Ministers are forcing susceptible individuals to defend once more – with no help this time | Frances Ryan
B.oris Johnson mentioned tomorrow’s Freedom Day, but for many of the 3.8 million people in England who are clinically prone, it will feel anything but different. With most of the remaining Covid restrictions in England lifted – from masks in public places and social distancing to instructions for working from home – people are at high risk of serious illness or death from the virus are now exposed to a worrying degree.
The government has released updated guidelines to help clinically vulnerable people in the new circumstances, although “guidelines” may be spurring this. It’s a sparse document that essentially advises people with underlying health problems not to walk indoors or around unvaccinated people during the summer. There is not a word on how exactly a person should know if someone else has been vaccinated, or how to get away from the significant portion of the population who are not yet fully vaccinated, or the minority who t at all (including possibly our own caregivers ). There are also no tips on how to avoid entering buildings, be it having a clinically vulnerable parent taking their child to school or an employee going to work.
Any worried minister who hadn’t thought this through just had to read her advice on supermarkets.

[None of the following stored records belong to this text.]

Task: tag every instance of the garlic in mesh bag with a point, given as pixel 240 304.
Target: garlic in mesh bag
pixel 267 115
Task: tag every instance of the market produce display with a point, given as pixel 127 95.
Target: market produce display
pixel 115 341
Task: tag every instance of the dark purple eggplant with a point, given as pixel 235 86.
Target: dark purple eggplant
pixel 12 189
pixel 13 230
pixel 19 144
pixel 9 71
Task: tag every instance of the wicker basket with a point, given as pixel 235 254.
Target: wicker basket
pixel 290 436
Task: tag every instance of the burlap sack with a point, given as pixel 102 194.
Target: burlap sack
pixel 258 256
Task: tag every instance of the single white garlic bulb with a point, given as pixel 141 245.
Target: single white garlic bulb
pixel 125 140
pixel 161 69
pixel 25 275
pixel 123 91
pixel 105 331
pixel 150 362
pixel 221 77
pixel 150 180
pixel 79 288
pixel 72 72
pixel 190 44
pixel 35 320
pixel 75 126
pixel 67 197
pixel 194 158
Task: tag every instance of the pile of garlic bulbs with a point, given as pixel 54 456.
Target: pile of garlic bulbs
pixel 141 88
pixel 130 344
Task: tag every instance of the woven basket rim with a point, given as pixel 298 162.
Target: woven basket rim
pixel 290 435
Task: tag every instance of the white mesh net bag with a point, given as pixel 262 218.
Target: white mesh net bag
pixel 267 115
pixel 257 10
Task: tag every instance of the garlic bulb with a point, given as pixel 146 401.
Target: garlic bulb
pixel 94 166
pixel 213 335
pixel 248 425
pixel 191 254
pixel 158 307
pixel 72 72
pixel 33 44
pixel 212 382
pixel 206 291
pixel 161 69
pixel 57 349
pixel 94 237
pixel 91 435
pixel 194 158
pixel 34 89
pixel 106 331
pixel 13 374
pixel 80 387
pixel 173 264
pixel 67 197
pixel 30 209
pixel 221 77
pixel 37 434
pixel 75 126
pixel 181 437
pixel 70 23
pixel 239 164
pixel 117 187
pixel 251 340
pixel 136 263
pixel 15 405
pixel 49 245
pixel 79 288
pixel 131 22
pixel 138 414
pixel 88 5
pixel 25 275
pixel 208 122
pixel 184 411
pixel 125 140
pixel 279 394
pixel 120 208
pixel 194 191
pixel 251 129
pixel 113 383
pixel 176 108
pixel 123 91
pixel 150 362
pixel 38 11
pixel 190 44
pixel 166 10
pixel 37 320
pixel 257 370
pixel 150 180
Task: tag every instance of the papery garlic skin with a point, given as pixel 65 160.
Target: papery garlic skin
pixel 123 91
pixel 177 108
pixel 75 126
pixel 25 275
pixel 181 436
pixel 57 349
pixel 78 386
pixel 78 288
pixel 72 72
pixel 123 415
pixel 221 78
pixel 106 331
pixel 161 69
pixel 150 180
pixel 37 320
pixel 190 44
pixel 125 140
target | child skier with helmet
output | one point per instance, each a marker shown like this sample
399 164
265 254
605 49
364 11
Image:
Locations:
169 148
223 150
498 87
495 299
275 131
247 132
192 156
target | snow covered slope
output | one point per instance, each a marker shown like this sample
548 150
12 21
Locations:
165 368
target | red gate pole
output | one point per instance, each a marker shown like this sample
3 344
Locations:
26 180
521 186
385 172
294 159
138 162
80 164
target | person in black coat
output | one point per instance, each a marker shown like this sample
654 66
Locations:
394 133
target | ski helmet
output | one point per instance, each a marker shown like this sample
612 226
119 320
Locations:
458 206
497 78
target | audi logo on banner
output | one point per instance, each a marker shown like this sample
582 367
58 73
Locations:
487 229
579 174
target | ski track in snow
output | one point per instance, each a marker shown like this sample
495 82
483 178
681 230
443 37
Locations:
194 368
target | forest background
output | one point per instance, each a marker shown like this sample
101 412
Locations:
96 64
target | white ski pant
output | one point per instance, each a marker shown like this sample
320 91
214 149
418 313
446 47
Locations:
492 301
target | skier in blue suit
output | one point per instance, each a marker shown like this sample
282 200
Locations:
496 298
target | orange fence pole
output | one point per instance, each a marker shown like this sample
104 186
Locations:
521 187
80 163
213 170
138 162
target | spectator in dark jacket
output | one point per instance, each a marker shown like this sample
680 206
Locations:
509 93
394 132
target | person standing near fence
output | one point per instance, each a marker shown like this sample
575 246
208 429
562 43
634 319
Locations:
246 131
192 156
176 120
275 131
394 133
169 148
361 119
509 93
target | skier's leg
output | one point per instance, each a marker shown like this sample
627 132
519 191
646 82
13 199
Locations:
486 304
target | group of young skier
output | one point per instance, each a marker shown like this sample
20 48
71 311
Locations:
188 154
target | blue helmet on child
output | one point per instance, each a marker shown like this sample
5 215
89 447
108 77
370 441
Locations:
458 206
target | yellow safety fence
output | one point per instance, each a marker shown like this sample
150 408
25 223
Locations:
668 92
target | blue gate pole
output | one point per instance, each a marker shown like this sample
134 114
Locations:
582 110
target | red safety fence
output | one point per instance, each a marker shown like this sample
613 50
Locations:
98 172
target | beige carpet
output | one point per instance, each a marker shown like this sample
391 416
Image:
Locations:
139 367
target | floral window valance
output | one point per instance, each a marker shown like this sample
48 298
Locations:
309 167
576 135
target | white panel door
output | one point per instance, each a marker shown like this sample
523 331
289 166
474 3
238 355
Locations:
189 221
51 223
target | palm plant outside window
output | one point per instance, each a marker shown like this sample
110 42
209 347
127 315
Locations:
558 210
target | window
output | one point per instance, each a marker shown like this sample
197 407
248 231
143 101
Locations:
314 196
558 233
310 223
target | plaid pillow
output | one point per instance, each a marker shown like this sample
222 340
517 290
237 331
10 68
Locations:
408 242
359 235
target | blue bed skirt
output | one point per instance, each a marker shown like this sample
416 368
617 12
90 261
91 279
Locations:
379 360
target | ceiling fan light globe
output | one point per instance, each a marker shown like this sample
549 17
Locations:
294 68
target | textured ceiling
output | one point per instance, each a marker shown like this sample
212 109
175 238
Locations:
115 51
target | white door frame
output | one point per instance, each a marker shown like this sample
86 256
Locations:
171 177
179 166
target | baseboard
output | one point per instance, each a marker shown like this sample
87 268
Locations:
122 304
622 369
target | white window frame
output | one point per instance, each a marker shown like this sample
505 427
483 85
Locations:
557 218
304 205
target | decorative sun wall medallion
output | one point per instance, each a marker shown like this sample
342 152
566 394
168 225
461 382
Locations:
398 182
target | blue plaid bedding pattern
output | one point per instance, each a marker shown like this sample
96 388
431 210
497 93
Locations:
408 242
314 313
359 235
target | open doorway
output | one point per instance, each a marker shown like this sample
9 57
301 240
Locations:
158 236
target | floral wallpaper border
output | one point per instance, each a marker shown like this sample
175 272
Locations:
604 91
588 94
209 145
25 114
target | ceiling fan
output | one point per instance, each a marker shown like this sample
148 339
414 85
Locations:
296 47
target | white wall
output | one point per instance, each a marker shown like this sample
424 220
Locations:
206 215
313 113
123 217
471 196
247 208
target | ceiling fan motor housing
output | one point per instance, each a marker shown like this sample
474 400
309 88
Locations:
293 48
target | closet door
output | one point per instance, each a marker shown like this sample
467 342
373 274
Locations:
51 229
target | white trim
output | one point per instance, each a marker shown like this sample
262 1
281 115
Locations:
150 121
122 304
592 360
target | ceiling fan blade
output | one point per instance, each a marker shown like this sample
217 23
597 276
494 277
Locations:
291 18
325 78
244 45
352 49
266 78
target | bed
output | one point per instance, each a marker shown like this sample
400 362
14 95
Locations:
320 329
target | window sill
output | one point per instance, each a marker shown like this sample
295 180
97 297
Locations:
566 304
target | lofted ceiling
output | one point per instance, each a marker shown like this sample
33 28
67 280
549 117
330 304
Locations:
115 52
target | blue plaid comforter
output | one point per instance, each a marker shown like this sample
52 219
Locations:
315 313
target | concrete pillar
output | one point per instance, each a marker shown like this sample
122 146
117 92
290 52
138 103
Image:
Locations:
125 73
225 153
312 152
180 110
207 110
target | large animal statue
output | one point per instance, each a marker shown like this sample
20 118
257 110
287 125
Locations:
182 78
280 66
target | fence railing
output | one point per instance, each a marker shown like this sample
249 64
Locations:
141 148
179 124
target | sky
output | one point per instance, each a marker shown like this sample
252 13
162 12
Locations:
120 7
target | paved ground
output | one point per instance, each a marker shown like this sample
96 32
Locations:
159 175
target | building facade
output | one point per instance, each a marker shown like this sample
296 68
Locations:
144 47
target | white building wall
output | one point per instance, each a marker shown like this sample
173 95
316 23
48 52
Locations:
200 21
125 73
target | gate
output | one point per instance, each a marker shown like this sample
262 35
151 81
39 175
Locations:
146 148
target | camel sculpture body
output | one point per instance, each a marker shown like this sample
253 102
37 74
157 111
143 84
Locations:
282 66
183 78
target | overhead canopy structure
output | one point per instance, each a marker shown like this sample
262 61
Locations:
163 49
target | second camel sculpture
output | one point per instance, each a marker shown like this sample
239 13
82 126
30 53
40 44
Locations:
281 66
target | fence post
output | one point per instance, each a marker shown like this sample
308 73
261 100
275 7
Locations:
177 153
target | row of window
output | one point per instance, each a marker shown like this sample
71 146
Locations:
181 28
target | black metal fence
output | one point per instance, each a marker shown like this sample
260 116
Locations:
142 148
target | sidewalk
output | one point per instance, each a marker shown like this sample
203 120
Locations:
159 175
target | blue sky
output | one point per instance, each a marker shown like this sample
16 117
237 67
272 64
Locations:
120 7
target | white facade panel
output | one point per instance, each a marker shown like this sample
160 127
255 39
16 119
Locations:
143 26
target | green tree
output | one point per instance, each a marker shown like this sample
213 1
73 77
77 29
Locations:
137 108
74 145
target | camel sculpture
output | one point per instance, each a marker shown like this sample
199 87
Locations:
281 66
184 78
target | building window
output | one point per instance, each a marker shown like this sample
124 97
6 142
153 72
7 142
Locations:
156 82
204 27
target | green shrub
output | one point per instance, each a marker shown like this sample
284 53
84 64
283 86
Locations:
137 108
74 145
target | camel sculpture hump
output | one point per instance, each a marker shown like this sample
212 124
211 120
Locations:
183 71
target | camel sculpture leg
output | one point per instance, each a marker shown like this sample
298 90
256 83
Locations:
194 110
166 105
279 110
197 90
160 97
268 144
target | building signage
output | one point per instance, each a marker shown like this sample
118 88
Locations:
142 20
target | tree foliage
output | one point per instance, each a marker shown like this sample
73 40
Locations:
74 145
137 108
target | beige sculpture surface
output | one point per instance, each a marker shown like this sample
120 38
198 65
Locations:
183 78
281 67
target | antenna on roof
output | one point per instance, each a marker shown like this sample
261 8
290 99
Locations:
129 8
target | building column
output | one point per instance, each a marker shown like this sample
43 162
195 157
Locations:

The guide suggests that disabled people survive by shopping “at a quieter time of the day” – little help to most of us who are busy and whose days don’t turn on the general public’s schedule, and certainly of no help when You are clinically susceptible and actually work in a business. (Large retailers like Tesco have responded by issuing their own mandatory mask guidelines.)
It is less of a plan than a pretext in which the government relinquishes responsibility for protecting its high-risk citizens by “advising” them to get away from it all. The effects are already clear enough: Research by the Scope charity in the run-up to the rule changes revealed that only 2% of disabled people felt safe.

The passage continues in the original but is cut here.